Tourists and residents for years have walked past the house, buried behind a dense hedge, wondering what would happen to the classic structure and how they could get a peek inside. Meanwhile, the house sat silent, with paint peeling, until recently when a section of the front fence was removed and a giant dumpster appeared on the front lawn. And last Friday, a select few were invited to the 50th birthday party of Ian Leahy, the boyfriend of Jennifer Cabral, Reggie’s daughter, who after a long lawsuit involving the trust fund the house was left in, settled with her sister April Cabral Pitzner and moved in on May 24.
“They really knew how to build things back then,” Cabral said, surveying the house. “They knew how to build it to last, and it did.”
The old house, which has sat empty since 1994 when Cabral’s father moved out, needs a lot of work, including a complete electrical rewiring, a new heating system and insulation. In addition, while the water was turned off in 1994, the pipes had not been drained and most of them burst, Cabral said.

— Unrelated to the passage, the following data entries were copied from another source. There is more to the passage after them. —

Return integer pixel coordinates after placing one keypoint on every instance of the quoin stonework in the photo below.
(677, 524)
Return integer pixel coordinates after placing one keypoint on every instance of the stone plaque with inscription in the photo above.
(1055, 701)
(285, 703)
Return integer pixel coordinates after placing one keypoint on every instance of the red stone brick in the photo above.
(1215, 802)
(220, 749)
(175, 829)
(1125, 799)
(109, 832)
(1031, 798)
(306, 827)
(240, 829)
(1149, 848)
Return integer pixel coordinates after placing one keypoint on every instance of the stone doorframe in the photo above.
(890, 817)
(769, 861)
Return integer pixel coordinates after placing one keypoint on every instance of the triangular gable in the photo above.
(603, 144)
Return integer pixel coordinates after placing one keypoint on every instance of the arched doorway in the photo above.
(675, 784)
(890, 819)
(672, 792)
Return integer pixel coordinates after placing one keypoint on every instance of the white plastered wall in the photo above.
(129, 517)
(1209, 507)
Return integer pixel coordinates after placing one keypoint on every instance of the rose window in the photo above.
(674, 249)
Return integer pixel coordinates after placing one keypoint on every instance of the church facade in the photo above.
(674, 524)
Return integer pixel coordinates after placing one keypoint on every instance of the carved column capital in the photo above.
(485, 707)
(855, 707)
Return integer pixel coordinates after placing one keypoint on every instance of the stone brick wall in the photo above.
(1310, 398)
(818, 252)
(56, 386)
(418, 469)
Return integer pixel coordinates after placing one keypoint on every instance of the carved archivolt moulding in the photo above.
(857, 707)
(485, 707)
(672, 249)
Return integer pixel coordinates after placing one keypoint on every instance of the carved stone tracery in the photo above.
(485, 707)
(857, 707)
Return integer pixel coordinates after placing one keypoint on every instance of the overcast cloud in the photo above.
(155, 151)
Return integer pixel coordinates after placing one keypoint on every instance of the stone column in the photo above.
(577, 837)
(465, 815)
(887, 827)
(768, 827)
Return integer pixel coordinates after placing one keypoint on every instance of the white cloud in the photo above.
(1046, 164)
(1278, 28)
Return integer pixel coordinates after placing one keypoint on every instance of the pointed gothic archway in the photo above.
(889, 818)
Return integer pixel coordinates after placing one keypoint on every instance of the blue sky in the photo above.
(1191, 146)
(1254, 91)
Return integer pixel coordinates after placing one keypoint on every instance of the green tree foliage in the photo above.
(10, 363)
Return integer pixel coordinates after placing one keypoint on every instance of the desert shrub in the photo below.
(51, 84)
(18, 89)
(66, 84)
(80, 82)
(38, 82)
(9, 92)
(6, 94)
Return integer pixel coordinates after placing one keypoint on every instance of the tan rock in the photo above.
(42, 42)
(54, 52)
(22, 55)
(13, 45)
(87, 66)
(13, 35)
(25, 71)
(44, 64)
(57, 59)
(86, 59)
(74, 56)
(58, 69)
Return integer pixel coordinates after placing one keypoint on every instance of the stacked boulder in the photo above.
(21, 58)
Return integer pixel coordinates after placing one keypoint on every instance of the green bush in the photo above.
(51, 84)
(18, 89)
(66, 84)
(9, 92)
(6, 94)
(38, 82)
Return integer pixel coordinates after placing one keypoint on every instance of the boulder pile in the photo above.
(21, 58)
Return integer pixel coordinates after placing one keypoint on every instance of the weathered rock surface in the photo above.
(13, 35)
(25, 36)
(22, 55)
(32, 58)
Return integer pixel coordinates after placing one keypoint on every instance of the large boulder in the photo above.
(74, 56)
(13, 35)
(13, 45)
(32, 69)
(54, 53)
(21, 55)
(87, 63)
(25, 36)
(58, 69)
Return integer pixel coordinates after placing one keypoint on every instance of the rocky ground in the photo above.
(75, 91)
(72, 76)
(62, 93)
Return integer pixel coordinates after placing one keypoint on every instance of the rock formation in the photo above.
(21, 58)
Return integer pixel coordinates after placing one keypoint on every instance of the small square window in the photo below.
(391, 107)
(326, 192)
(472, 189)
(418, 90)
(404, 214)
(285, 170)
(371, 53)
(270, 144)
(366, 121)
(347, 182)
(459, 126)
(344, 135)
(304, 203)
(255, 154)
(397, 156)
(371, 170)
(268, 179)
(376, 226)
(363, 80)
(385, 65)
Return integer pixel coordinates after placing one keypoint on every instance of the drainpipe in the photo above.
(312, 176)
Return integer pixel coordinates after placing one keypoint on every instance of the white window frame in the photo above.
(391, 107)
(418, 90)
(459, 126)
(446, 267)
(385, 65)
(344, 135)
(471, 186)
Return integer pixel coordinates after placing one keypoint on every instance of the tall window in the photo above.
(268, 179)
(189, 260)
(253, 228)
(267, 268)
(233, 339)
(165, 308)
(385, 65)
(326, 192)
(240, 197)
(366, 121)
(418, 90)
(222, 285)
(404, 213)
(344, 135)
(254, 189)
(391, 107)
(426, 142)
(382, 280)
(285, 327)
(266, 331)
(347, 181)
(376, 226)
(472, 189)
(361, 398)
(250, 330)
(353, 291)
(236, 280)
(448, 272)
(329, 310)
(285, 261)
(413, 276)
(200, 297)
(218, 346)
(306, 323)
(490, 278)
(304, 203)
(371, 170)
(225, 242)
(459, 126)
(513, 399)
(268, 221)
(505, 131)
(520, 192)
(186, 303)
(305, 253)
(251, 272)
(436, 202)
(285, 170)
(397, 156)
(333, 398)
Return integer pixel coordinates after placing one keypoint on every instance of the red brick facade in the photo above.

But the lines of the house and its unique features – including two “ship’s knees,” wooden brackets from a ship’s hold which are installed in the kitchen – are intact. There are beautiful wooden floors, 10-foot ceilings on the first two floors, clawfoot bathtubs and striking wooden molding and banisters. There are also holes in several places where the lathing shows through, lots of peeling paint and a few places where the floor sags.
Still, the guests last week were thrilled to be inside the legendary house, walking up to the enclosed cupola where the blue light installed there made them look like ghosts dancing on top of the roof.
“This house is haunted only with my own personal ghosts,” Cabral said, referring to the sometimes tumultuous past her family had in the home. “But the [birthday] party cleansed the house. There were really happy people here. This is just what the house needed, a burst of life.”
That burst of life during Friday night’s revelries drew a few complaints from neighbors, who called police. When officers arrived a second time to ask Cabral to turn down the music, a few words ensued, a few tempers were ignited and the result was that Cabral and two guests spent a few hours in Provincetown jail before being bailed out.
But Cabral appears familiar with having good and bad times mix together, describing her family history as “creative, artistic and highly dysfunctional.” She is planning on fixing up the house with Leahy’s help, who was a general contractor in California before moving here. The idea is to restore it enough to rent it out for weddings, she said.
“I’d like to have it the rest of my life. But no matter how long I have it, I’m going to leave it in better shape,” she said.